Que pensez-vous de votre poule, qui comporte la Belgique, le Danemark et la Russie?

Kanerva: C’est un groupe difficile. La Belgique est favorite du groupe. Le Danemark possède de très bons joueurs. Enfin, la Russie a l’avantage de se produire à Saint-Pétersbourg, devant son public. Ce sera un avantage pour elle. La Russie possède une équipe très forte, très soudée: la plupart des joueurs se produisent en championnat de Russie et ont l’habitude de jouer ensemble. L’équipe est très bien organisée, le jeu structuré. Nos trois adversaires sont contraints de nous battre. Ils ne peuvent pas se permettre de perdre des points contre nous. Nous sommes donc des outsiders et ça nous convient. Mais nous pouvons certainement prendre des points, cinq même, et nous qualifier pour le tour suivant.

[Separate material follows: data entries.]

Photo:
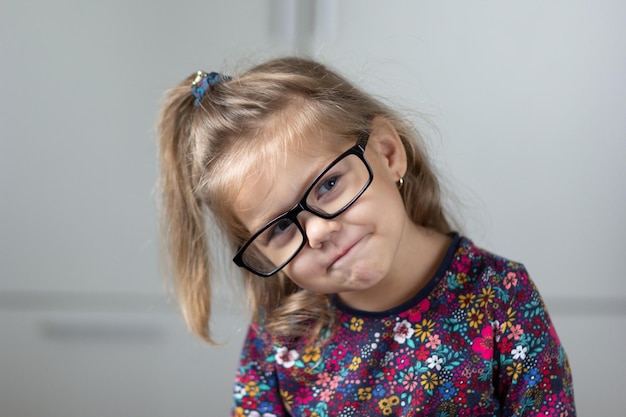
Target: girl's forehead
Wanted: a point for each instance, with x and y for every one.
(279, 174)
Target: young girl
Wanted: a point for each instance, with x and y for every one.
(365, 302)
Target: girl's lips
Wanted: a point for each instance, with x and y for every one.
(343, 253)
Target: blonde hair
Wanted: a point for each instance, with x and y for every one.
(206, 151)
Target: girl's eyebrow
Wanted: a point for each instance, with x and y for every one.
(314, 172)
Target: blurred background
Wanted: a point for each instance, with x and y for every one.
(522, 103)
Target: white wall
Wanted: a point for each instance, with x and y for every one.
(528, 99)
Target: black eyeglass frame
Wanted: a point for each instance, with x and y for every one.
(359, 150)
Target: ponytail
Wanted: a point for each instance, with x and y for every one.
(182, 218)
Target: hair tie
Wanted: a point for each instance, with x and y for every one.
(205, 82)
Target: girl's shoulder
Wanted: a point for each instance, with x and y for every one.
(475, 270)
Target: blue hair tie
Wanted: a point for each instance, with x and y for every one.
(205, 82)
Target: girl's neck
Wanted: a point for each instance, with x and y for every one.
(419, 255)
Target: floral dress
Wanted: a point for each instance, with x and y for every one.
(476, 341)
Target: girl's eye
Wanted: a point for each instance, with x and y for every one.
(327, 185)
(279, 229)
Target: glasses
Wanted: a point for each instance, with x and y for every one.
(330, 194)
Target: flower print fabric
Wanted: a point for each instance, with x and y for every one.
(476, 341)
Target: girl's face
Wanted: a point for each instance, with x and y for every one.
(357, 253)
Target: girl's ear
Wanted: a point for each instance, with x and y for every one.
(386, 141)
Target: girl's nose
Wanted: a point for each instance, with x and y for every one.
(317, 229)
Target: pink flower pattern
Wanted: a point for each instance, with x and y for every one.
(511, 363)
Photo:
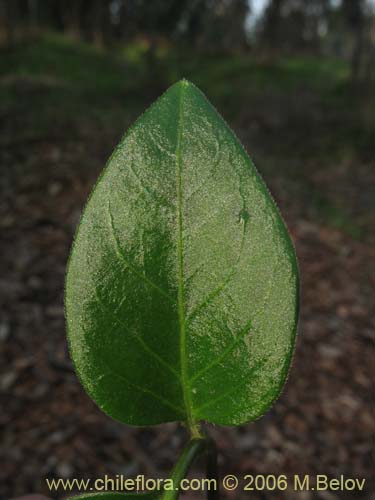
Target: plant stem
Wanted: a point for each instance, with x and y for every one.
(193, 450)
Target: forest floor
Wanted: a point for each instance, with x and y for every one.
(63, 107)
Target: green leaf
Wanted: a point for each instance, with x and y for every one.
(182, 286)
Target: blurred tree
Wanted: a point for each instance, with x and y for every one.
(354, 13)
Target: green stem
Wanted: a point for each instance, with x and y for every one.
(193, 450)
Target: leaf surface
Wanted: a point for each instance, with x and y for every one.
(182, 285)
(118, 496)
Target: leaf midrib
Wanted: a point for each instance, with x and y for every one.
(185, 384)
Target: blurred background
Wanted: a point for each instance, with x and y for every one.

Devez-vous gagner un match en particulier?

Kanerva: Certainement! Le premier match est important pour toutes les équipes. Nul ne veut le perdre afin de ne pas accuser d’emblée trois points de retard. Dans les grands tournois, toutes les équipes semblent prudentes durant ce premier match. Mais pour nous, les trois points sont cruciaux.

Vos trois rivaux vous sont supérieurs, qu’il s’agisse de leur classement ou de leur histoire. Cela veut-il dire que vous allez aborder vos matches plus défensivement?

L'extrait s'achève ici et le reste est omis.